CS health workers undergo training

Correctional Service Health workers are undergoing a refresher course to help them deal with detainees’ health better in their respective jails around the country.

Facilitated by the International Committee of the Red Cross (ICRC), the training has been prepared according to the assessment conducted at workplaces on the performances of health workers during their duties.

It has been identified that many of the procedure and practices conducted by health workers in prison do not meet health standards and the PNG Correctional Service is fortunate to have a detention doctor from ICRC facilitate a training on detainee in detention treatment and care.

Ten Correctional Service Health workers from Bomana, Giligili, Daru, Mendi, Goroka, Boram, Buimo, Beon and Vanimo are undergoing the training this week in Port Moresby.

A biannual training will cover areas of mental health, psychiatric treatment and care, gender issues, health assessment and clinical record keeping of inmates, infection control on communicable diseases and basic first aid.

The area of psychiatric care training is crucial for the Correctional Service management in preparing the health workers to deal with detainees with special needs.

Currently prisons around the country only have Health Extension Officers and nursing officers employed as health workers in the Correctional Service.

CS Assistant Commissioner personal finance and administration, Michael Mosiri, said the CS lacks expertise in the area of psychiatric care.

“Right now we have only one officer at Bomana who has been trained in that area. We don’t have facilities at the institute to deal with the psychiatric inmates at the prisons,” Mosiri said. 
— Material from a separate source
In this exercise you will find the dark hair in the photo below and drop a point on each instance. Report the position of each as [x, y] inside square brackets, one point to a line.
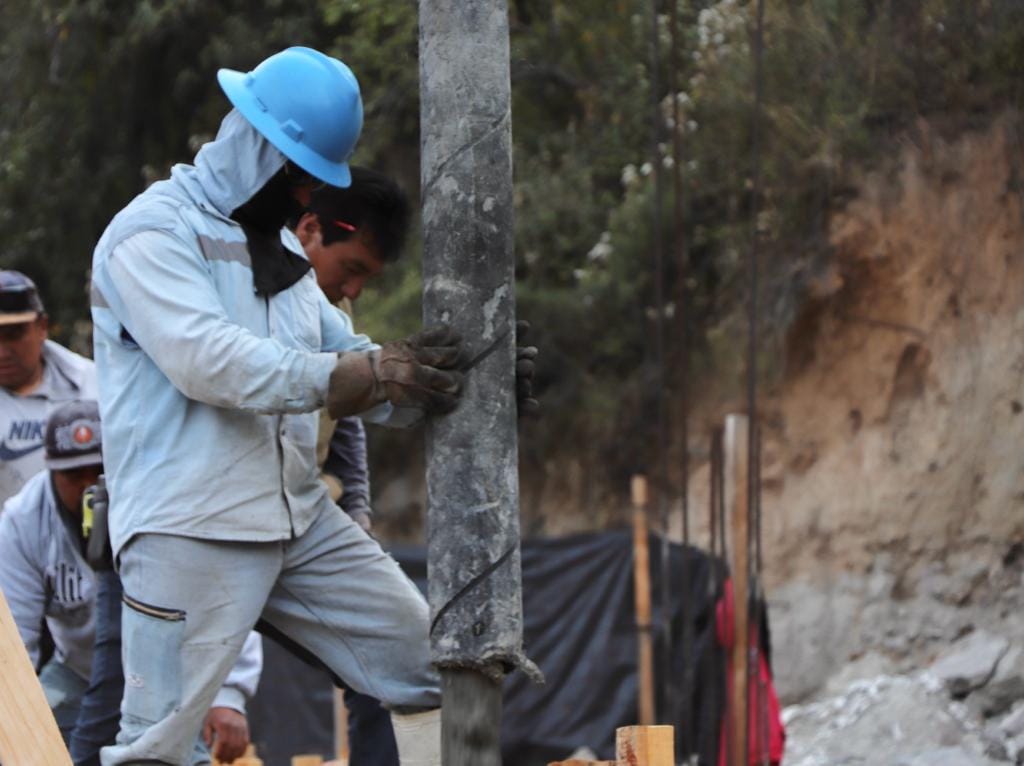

Dr Shawar Hussain said detainees are human beings and need to be treated with dignity.

“Usually ICRC, mentally sick detainees should not be treated inside place of detention. What we want to highlight in this workshop is health workers to increase their capacity to identify who is mentally sick.

“What are the signs, symptoms that will lead them to decide who is a mentally sick detainee and who should be transferred to a specialised psychiatrist?”

Access to health care for detainees without barriers or discrimination is among activities the ICRC has high on its agenda.

It believes detainees have lost their freedom, not their right to health and there should be no barriers to getting medical treatment.

Protection activities ICRC carries out include assist prisoners re-connect lost links between detainees and families in the communities by bringing families of detainees to visit them.